While waiting for my dive buddy, I flipped through one of those small weekly magazines that come with our newspaper. Inside was an article about a 61-year-old (THIN) woman who has maintained her same weight for the last 44 years. The gist of the article was to inspire other older people (so, are you talking about me?) to stay in shape.
BAAAZZZIIIINGGGGG! Off like a bottle rocket went my Offend Meter. I was so blazing over the slant of this article that I dashed off four –front and back– pages of rebuttal on a legal pad. In fact after two full days, I’m still angry. I’m battling weight/self-image/acceptance/age/hormones (take your pick of which one is most important), and articles like this do NOT inspire me. Duh!

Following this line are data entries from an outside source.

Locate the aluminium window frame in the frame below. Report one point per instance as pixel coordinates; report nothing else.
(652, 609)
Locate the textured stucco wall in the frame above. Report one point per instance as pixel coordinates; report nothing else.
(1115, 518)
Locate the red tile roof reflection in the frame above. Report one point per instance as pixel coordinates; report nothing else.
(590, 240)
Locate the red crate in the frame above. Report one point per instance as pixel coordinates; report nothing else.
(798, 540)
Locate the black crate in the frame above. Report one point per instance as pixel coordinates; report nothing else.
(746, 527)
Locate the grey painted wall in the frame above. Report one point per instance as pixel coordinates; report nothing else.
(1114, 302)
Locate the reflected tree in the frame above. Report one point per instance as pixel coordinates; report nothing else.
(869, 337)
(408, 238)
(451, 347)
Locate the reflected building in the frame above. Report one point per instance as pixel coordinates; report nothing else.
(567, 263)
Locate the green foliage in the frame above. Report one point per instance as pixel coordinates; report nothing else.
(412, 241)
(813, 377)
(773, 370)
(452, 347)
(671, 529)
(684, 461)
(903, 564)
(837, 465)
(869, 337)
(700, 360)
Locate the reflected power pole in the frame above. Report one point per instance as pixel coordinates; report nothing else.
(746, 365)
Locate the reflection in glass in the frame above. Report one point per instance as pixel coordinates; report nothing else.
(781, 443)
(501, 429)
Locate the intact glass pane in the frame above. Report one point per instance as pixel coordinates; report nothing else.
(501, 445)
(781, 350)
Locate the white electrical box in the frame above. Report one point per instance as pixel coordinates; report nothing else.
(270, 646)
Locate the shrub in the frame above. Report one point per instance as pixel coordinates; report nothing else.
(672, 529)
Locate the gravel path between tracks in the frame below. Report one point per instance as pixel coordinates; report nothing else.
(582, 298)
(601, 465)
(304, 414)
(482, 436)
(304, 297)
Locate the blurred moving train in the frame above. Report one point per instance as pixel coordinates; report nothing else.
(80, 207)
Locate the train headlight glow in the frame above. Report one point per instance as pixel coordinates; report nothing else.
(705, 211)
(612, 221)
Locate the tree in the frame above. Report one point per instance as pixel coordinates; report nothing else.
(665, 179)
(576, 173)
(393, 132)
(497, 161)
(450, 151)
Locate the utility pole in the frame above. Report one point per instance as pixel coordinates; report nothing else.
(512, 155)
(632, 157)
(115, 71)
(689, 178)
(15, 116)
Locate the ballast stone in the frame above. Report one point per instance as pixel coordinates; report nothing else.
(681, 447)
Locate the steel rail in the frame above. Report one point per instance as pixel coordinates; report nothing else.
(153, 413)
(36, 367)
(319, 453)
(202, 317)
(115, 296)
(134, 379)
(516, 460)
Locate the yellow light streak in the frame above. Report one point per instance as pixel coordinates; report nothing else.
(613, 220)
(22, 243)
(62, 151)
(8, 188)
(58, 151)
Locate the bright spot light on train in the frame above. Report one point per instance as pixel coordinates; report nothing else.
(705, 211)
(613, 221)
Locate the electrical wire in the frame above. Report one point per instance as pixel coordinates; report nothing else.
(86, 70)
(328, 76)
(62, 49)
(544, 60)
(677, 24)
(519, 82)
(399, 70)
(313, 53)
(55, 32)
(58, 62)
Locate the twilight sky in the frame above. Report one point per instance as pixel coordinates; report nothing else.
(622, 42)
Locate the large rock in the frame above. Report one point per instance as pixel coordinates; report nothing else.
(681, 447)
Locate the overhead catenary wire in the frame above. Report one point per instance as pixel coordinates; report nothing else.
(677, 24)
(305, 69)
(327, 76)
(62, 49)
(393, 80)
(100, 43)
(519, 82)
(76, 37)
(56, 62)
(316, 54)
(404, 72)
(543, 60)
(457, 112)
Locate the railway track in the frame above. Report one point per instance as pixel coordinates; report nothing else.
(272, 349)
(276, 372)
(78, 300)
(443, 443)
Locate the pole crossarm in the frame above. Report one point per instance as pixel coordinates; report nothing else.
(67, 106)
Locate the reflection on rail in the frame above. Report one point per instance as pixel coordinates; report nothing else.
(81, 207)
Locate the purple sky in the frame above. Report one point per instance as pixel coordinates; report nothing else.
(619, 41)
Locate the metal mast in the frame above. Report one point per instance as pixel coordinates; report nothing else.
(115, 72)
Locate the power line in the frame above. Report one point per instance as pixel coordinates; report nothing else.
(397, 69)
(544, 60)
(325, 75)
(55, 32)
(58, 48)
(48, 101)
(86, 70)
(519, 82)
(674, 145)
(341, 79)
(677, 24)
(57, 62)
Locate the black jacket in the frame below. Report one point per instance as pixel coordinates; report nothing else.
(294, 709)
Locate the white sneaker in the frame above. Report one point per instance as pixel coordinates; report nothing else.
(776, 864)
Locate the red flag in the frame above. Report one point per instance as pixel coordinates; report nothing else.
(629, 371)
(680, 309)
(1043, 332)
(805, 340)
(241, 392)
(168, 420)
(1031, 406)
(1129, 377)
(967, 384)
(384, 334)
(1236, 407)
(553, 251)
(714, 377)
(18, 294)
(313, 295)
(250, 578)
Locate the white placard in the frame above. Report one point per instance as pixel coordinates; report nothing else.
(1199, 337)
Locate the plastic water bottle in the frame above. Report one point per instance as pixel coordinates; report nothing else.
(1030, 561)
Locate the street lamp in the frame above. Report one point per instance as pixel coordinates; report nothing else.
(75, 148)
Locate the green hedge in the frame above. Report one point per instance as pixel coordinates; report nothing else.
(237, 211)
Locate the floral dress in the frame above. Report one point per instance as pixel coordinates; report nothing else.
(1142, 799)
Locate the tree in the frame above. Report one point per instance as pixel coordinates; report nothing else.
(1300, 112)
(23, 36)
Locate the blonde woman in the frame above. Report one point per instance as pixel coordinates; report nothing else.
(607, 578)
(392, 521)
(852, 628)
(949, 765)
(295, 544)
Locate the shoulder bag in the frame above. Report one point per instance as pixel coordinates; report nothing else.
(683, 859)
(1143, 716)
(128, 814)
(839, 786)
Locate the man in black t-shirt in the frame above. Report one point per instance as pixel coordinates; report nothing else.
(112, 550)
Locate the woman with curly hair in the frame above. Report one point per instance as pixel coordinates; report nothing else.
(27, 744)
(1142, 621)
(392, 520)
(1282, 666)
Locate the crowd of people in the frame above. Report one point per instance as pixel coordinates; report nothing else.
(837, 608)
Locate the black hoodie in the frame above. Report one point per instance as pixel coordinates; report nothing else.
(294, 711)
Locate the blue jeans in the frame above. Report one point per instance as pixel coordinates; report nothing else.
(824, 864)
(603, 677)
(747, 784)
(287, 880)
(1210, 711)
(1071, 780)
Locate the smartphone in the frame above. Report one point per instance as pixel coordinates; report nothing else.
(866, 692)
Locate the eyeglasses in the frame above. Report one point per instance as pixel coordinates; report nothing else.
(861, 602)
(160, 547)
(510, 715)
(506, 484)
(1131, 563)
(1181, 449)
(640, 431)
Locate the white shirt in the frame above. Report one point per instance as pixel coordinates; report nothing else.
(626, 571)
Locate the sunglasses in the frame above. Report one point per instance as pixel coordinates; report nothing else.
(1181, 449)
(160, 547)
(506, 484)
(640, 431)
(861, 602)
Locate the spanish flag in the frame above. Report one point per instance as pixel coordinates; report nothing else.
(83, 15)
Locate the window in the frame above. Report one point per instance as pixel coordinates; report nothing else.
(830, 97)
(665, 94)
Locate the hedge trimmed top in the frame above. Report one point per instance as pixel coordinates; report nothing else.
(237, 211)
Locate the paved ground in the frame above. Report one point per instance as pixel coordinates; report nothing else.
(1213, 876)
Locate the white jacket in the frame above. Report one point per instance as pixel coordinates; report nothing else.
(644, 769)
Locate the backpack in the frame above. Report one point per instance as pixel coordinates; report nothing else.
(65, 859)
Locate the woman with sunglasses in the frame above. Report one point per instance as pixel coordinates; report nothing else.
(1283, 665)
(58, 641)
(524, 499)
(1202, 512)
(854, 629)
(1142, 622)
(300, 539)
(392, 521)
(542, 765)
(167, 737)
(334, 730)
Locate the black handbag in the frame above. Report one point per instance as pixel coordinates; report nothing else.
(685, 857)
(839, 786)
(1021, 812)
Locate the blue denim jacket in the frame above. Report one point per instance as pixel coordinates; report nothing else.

Like the romance novels of old always had the waif-like heroine with a heart-shaped face, and large eyes. (Reminds me of a bug.) The hero always tall, built like Adonis, fabulously wealthy, never had bad breath, swept her off her feet. If you don’t count my size before the age of ten, I haven’t been swept off my feet and carried any distance. Certainly not up any stairs and onto a bed. (My son has picked me up only because I told him he couldn’t. My high school sweetie–he was a football player also lifted me off the ground, but he was also a football player. The grunts and groans weren’t inspiring! And it hurt.)
How can I relate to a heroine who doesn’t have meat on her bones? Who has to be rescued by the hero? I can’t. Just like I can’t relate the woman in the article. But then again, maybe I should thank her for getting my writing hackles up.